Some senators faulted the FDA and the Consumer Product Safety Commission for failing to protect consumers in this country from BPA as well as phthalates, a class of chemicals used to improve flexibility in plastics. In March, the Senate passed legislation that would impose a nationwide ban on phthalates in children’s toys and products. New York Senator Charles Schumer was critical of the FDA and said the agency was “looking the other way” on safety concerns about BPA. The bill, introduced in April to ban BPA in children’s products, also would direct the Centers for Disease Control and Prevention to study health effects of BPA in children and adults. Consumer groups and other critics have accused the FDA of failing to act on safety concerns regarding BPA and other issues, bowing instead to industry positions.

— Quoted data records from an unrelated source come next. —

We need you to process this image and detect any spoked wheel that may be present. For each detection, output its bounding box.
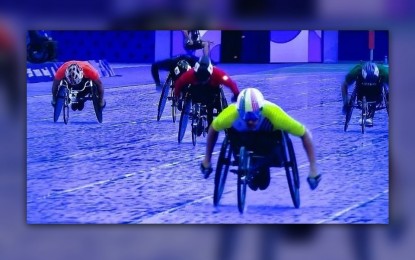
[344,90,356,132]
[283,133,300,209]
[192,116,200,146]
[92,85,102,123]
[362,96,369,134]
[53,86,68,123]
[237,147,250,214]
[177,98,192,143]
[170,88,177,123]
[213,136,232,207]
[383,87,389,116]
[157,75,171,121]
[220,88,228,111]
[63,98,69,125]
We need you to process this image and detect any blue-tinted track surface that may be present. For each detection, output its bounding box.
[27,64,389,224]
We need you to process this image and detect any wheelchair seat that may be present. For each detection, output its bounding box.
[228,128,284,167]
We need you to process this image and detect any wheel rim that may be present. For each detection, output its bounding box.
[213,137,231,206]
[178,100,191,143]
[157,81,170,121]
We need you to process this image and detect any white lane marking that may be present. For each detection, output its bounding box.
[316,189,389,224]
[137,195,216,224]
[41,172,150,199]
[33,152,219,202]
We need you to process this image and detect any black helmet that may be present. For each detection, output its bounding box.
[362,61,379,84]
[194,56,213,83]
[174,60,192,76]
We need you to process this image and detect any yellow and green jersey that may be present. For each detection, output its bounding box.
[212,101,305,136]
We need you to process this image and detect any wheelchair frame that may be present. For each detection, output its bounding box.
[53,80,102,124]
[178,86,228,146]
[213,131,300,214]
[157,72,177,123]
[344,85,389,134]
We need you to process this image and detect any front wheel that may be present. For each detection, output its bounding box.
[344,90,356,132]
[177,98,192,143]
[213,136,232,207]
[157,75,171,121]
[284,133,300,209]
[92,85,102,123]
[361,96,369,134]
[53,86,68,122]
[237,147,250,214]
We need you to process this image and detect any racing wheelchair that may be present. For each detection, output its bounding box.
[178,86,228,146]
[157,72,177,122]
[344,84,389,134]
[53,79,102,124]
[213,128,300,213]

A draft report, issued in April by the National Toxicology Program, part of the U.S. government’s National Institutes of Health, expressed some concern that BPA had the potential to cause neurological and behavioral problems in fetuses, infants and children. That should be enough to at least put the FDA on notice that there may be a serious problem with BPA. Relying on animal studies, the National Toxicology Program said there was evidence suggesting links between BPA exposure and early puberty and prostate and breast cancer in people. The National Toxicology Program is the first federal agency to embrace such concerns.
It’s reported that some retailers, including Wal-Mart and Toys R Us, will stop selling certain items made with BPA. As has been reported, BPA is used to make polycarbonate plastic, a clear shatter-resistant material in products ranging from baby and water bottles to sports safety equipment and medical devices. It also is used to make durable epoxy resins used as the coating in most food and beverage cans and in dental fillings. People can consume BPA when it leaches out of plastic into liquid such as baby formula, water or food inside a container.